An example should make this clear:
td <- expand.grid(
hjust=c(0, 0.5, 1),
vjust=c(0, 0.5, 1),
angle=c(0, 45, 90),
text="text"
)
ggplot(td, aes(x=hjust, y=vjust)) +
geom_point() +
geom_text(aes(label=text, angle=angle, hjust=hjust, vjust=vjust)) +
facet_grid(~angle) +
scale_x_continuous(breaks=c(0, 0.5, 1), expand=c(0, 0.2)) +
scale_y_continuous(breaks=c(0, 0.5, 1), expand=c(0, 0.2))
To understand what happens when you change the hjust in axis text, you need to understand that the horizontal alignment for axis text is defined in relation not to the x-axis, but to the entire plot (where this includes the y-axis text). (This is, in my view, unfortunate.
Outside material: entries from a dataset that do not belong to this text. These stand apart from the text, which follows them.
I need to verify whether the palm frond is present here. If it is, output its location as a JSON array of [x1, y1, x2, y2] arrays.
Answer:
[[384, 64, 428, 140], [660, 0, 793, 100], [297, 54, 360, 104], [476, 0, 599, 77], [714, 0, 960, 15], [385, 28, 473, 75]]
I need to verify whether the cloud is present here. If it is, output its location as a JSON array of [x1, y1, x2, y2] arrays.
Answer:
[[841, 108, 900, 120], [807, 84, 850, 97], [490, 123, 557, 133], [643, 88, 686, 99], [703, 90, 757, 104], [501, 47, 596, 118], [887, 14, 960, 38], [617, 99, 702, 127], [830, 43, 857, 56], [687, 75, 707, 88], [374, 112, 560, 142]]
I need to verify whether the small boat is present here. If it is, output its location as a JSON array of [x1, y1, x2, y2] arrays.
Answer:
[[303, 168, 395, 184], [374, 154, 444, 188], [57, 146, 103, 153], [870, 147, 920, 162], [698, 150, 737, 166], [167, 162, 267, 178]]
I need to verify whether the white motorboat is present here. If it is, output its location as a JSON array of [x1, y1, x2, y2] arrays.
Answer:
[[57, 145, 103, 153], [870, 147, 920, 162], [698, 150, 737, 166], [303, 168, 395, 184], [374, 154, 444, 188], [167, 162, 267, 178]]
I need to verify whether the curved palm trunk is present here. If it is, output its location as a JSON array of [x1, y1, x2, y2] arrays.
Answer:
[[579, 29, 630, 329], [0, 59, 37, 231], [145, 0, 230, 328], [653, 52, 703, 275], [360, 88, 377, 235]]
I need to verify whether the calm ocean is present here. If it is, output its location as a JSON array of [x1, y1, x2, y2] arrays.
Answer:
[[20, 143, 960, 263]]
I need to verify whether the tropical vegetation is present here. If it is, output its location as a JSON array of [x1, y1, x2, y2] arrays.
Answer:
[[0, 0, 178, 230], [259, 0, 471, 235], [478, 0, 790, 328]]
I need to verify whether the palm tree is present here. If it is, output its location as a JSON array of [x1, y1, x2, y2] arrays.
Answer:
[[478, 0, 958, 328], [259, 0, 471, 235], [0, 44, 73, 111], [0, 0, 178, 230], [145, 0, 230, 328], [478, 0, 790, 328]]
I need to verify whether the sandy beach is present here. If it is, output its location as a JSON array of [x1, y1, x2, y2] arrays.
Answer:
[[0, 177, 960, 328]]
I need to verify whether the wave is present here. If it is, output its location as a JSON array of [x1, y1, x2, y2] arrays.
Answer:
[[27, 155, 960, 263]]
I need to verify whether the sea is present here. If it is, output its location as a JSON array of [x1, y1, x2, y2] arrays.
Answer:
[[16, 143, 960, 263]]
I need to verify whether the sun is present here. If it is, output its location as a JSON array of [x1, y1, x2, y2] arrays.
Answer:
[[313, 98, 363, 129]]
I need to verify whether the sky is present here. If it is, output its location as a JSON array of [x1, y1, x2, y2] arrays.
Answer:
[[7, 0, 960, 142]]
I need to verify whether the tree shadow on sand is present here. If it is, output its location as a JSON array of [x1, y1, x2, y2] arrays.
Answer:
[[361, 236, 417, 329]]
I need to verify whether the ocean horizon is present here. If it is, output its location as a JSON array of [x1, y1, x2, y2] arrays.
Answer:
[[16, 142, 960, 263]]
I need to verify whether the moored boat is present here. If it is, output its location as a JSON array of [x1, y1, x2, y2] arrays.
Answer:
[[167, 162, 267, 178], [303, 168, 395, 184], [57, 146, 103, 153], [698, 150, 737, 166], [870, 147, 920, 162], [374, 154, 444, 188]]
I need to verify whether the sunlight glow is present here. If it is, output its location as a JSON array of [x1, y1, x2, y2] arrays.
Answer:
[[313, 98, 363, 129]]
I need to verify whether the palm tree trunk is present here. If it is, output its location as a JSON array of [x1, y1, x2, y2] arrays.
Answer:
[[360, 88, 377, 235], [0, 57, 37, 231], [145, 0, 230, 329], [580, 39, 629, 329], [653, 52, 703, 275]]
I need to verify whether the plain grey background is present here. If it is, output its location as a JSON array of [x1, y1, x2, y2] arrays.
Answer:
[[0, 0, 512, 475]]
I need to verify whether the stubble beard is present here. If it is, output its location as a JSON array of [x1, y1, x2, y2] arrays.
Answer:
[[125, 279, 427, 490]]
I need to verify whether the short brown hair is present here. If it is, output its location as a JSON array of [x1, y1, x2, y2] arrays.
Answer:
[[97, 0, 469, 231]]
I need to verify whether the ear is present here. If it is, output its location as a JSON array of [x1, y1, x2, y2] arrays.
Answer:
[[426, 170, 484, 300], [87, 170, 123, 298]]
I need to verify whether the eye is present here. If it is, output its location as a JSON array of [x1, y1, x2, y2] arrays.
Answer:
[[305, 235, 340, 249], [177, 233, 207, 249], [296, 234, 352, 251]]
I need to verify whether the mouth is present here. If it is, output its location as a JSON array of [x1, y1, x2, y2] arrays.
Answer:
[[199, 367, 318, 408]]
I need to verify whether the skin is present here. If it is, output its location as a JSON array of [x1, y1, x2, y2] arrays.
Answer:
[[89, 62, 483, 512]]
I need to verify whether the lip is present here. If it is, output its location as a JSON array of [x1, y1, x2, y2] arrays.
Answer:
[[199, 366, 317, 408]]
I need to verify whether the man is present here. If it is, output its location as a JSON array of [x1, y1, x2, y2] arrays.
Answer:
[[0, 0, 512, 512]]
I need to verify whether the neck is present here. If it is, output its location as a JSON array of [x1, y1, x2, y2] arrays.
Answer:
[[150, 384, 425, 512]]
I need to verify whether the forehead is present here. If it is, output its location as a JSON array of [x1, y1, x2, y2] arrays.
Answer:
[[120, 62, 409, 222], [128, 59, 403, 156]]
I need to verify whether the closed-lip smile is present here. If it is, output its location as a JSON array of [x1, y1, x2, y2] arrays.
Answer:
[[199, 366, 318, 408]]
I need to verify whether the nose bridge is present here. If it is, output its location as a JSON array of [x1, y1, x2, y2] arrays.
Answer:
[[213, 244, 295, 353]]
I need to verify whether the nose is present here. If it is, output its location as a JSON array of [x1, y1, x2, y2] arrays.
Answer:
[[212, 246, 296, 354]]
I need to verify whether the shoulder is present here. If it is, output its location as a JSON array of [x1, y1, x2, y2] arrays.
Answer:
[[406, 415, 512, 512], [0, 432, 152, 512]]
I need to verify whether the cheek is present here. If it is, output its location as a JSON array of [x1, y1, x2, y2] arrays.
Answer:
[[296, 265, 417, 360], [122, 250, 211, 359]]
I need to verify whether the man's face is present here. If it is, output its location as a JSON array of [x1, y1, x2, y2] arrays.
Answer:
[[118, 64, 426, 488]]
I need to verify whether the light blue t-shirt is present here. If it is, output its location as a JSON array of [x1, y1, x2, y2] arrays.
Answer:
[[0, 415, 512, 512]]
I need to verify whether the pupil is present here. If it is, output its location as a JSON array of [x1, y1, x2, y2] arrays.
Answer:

It would be much more useful to have the alignment relative to the axis.)
DF <- data.frame(x=LETTERS[1:3],y=1:3)
p <- ggplot(DF, aes(x,y)) + geom_point() +
ylab("Very long label for y") +
theme(axis.title.y=element_text(angle=0))
p1 <- p + theme(axis.title.x=element_text(hjust=0)) + xlab("X-axis at hjust=0")
p2 <- p + theme(axis.title.x=element_text(hjust=0.5)) + xlab("X-axis at hjust=0.5")
p3 <- p + theme(axis.title.x=element_text(hjust=1)) + xlab("X-axis at hjust=1")
library(ggExtra)
align.plots(p1, p2, p3)
To explore what happens with vjust aligment of axis labels:
DF <- data.frame(x=c("a\na","b","cdefghijk","l"),y=1:4)
p <- ggplot(DF, aes(x,y)) + geom_point()
p1 <- p + theme(axis.text.x=element_text(vjust=0, colour="red")) +
xlab("X-axis labels aligned with vjust=0")
p2 <- p + theme(axis.text.x=element_text(vjust=0.5, colour="red")) +
xlab("X-axis labels aligned with vjust=0.5")
p3 <- p + theme(axis.text.x=element_text(vjust=1, colour="red")) +
xlab("X-axis labels aligned with vjust=1")
library(ggExtra)
align.plots(p1, p2, p3)
Probably the most definitive is Figure B.1(d) of the ggplot2 book, the appendices of which are available at http://ggplot2.org/book/appendices.pdf.
However, it is not quite that simple. hjust and vjust as described there are how it works in geom_text and theme_text (sometimes). One way to think of it is to think of a box around the text, and where the reference point is in relation to that box, in units relative to the size of the box (and thus different for texts of different size). An hjust of 0.5 and a vjust of 0.5 center the box on the reference point. Reducing hjust moves the box right by an amount of the box width times 0.5-hjust. Thus when hjust=0, the left edge of the box is at the reference point. Increasing hjust moves the box left by an amount of the box width times hjust-0.5. When hjust=1, the box is moved half a box width left from centered, which puts the right edge on the reference point. If hjust=2, the right edge of the box is a box width left of the reference point (center is 2-0.5=1.5 box widths left of the reference point. For vertical, less is up and more is down. This is effectively what that Figure B.1(d) says, but it extrapolates beyond [0,1].
But, sometimes this doesn't work. For example
DF <- data.frame(x=c("a","b","cdefghijk","l"),y=1:4)
p <- ggplot(DF, aes(x,y)) + geom_point()
p + opts(axis.text.x=theme_text(vjust=0))
p + opts(axis.text.x=theme_text(vjust=1))
p + opts(axis.text.x=theme_text(vjust=2))
The three latter plots are identical. I don't know why that is. Also, if text is rotated, then it is more complicated. Consider
p + opts(axis.text.x=theme_text(hjust=0, angle=90))
p + opts(axis.text.x=theme_text(hjust=0.5 angle=90))
p + opts(axis.text.x=theme_text(hjust=1, angle=90))
p + opts(axis.text.x=theme_text(hjust=2, angle=90))
The first has the labels left justified (against the bottom), the second has them centered in some box so their centers line up, and the third has them right justified (so their right sides line up next to the axis). The last one, well, I can't explain in a coherent way. It has something to do with the size of the text, the size of the widest text, and I'm not sure what else.